Serdiana è uno dei luoghi più riconoscibili della tradizione vitivinicola del Parteolla, in un paesaggio collinare dell’entroterra meridionale sardo, poco distante da Cagliari. Vigneti e oliveti disegnano un territorio agricolo di antica continuità, dove l’influenza mediterranea combina estati luminose e asciutte, buona ventilazione e importanti escursioni termiche tra giorno e notte. Le diverse esposizioni e l’altimetria articolata contribuiscono a modulare maturazione, profumi e struttura delle uve.
I suoli dell’area, caratterizzati da componenti calcaree e marnose, favoriscono drenaggio e concentrazione, sostenendo una viticoltura capace di esprimere vini nitidi, equilibrati e profondamente legati al paesaggio. Tra i vitigni più rappresentativi spiccano Vermentino e Nuragus per i bianchi, con profili freschi, mediterranei e fragranti, mentre Monica, Cannonau e Bovale delineano una gamma di rossi morbidi, solari e speziati. Non mancano interpretazioni rosate e vini da uve aromatiche tradizionali, tra Malvasia e Moscato.

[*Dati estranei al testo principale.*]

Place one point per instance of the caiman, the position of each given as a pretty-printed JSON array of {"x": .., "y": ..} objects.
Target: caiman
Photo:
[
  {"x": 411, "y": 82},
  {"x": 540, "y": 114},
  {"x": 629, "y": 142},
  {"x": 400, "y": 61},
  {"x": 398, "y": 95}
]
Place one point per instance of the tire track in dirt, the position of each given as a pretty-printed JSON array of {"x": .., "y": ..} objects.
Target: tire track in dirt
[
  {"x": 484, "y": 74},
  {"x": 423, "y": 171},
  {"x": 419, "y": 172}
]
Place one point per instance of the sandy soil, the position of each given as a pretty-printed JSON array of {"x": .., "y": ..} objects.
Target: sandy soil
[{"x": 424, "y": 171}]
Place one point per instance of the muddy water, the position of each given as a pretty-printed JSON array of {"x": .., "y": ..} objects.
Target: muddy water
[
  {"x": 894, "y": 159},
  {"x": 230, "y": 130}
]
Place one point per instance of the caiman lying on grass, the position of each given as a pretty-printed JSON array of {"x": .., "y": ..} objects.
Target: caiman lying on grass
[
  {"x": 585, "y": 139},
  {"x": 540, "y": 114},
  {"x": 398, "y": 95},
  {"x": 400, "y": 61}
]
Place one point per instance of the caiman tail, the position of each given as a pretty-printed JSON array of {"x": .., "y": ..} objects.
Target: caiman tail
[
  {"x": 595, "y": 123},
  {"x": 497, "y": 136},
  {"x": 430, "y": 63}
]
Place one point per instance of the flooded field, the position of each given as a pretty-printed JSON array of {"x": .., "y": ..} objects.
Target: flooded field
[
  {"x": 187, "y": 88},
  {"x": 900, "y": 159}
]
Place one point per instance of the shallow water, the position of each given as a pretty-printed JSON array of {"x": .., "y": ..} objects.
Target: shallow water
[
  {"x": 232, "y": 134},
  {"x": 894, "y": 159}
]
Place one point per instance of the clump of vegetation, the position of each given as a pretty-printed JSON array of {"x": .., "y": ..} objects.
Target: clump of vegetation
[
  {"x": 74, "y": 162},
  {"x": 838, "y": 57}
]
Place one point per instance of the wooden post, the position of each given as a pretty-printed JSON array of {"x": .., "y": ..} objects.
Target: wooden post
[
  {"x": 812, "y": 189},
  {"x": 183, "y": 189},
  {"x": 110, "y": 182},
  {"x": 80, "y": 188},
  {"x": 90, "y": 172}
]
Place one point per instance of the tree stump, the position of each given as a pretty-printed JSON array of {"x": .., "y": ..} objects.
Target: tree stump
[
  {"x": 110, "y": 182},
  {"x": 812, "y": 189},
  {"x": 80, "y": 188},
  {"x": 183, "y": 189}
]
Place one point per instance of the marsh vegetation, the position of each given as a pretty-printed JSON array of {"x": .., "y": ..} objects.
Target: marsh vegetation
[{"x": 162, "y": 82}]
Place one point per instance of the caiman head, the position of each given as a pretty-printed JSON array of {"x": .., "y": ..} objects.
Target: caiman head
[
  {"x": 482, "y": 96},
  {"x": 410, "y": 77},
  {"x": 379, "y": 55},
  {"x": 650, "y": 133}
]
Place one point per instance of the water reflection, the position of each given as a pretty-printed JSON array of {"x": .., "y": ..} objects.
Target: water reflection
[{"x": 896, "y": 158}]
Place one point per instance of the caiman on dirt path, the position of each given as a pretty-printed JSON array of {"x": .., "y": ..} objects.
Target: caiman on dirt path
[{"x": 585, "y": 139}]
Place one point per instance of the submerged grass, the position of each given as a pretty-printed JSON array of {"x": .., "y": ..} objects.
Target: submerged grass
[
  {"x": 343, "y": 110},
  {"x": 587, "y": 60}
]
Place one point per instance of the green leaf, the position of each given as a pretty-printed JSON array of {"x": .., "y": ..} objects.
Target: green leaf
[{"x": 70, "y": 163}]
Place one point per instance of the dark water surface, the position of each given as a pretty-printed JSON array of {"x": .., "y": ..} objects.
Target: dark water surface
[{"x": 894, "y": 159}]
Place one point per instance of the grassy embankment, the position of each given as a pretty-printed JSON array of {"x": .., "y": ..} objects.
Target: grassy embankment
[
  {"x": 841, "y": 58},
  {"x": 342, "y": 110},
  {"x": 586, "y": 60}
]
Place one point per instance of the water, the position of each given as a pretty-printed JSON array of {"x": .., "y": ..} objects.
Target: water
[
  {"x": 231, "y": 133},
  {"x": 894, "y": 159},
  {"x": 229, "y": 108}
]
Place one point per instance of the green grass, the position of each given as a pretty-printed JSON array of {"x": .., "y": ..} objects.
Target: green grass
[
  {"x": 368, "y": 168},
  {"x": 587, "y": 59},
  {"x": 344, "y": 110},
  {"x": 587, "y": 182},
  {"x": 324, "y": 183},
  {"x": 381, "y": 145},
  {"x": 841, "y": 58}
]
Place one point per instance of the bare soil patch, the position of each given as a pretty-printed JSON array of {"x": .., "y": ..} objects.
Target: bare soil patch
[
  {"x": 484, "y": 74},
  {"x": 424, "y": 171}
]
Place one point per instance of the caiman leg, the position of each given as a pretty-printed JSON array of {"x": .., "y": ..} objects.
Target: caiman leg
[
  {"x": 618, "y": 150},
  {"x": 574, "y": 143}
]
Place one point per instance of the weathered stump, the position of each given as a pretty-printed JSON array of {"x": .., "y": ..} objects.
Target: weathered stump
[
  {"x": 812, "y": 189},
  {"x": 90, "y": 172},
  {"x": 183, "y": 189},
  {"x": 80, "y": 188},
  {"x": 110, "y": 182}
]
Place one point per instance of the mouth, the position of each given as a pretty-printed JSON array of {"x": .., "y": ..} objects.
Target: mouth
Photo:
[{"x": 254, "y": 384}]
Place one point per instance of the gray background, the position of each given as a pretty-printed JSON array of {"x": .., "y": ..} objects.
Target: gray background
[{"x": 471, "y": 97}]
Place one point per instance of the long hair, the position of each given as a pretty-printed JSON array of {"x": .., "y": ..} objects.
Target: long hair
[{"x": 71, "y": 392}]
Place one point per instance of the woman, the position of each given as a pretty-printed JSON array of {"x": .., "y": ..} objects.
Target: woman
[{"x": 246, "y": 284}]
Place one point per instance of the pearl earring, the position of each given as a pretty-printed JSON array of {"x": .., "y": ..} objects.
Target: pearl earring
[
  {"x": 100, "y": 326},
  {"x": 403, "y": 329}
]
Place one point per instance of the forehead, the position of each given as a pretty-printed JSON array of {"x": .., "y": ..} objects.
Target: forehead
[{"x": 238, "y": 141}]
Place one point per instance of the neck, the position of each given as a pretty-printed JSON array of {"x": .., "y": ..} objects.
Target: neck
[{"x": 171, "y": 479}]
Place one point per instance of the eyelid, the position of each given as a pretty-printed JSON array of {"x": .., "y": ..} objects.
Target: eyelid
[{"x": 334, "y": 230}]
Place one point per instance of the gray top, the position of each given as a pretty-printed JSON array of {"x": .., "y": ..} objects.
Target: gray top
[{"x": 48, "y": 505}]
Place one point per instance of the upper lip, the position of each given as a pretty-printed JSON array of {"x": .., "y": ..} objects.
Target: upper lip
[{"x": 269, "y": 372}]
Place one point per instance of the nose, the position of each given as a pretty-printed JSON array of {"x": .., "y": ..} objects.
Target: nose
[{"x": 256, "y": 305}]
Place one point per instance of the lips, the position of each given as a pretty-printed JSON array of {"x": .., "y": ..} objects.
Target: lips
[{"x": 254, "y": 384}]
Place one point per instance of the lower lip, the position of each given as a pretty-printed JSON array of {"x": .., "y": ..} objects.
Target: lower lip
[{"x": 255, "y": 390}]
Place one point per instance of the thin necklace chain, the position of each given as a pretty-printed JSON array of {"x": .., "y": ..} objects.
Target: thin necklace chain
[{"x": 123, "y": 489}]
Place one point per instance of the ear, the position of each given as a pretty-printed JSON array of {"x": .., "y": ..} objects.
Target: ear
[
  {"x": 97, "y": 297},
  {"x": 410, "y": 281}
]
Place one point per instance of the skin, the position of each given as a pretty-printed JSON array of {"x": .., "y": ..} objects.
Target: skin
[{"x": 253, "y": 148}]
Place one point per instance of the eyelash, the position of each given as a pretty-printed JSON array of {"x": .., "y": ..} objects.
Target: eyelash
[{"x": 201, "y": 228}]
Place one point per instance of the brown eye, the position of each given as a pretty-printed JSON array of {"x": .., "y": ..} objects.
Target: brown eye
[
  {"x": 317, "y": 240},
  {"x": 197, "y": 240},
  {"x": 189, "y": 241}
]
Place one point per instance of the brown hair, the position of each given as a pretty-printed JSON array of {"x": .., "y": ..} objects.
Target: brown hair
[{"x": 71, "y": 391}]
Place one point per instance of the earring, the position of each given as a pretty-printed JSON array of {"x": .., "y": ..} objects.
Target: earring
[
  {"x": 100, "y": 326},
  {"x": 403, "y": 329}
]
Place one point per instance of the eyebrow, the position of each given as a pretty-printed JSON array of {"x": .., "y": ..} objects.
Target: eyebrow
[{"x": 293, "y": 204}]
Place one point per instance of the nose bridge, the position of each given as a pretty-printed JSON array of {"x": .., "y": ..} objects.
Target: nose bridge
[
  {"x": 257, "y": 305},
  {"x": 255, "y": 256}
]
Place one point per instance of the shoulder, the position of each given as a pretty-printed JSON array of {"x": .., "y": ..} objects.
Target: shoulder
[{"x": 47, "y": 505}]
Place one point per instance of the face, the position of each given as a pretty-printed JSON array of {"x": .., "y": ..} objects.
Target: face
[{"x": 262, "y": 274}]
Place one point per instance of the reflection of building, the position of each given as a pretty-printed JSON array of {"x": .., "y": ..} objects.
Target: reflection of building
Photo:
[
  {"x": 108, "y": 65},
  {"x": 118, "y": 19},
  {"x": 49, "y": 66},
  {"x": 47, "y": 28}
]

La produzione locale unisce il patrimonio delle varietà autoctone alle moderne tecniche di cantina, con vinificazioni attente alla preservazione della componente aromatica e della riconoscibilità varietale. La storia agricola di Serdiana, custodita anche dalle tradizioni rurali e dalle antiche architetture del territorio, continua così a tradursi in vini identitari, capaci di raccontare il volto più autentico del sud Sardegna.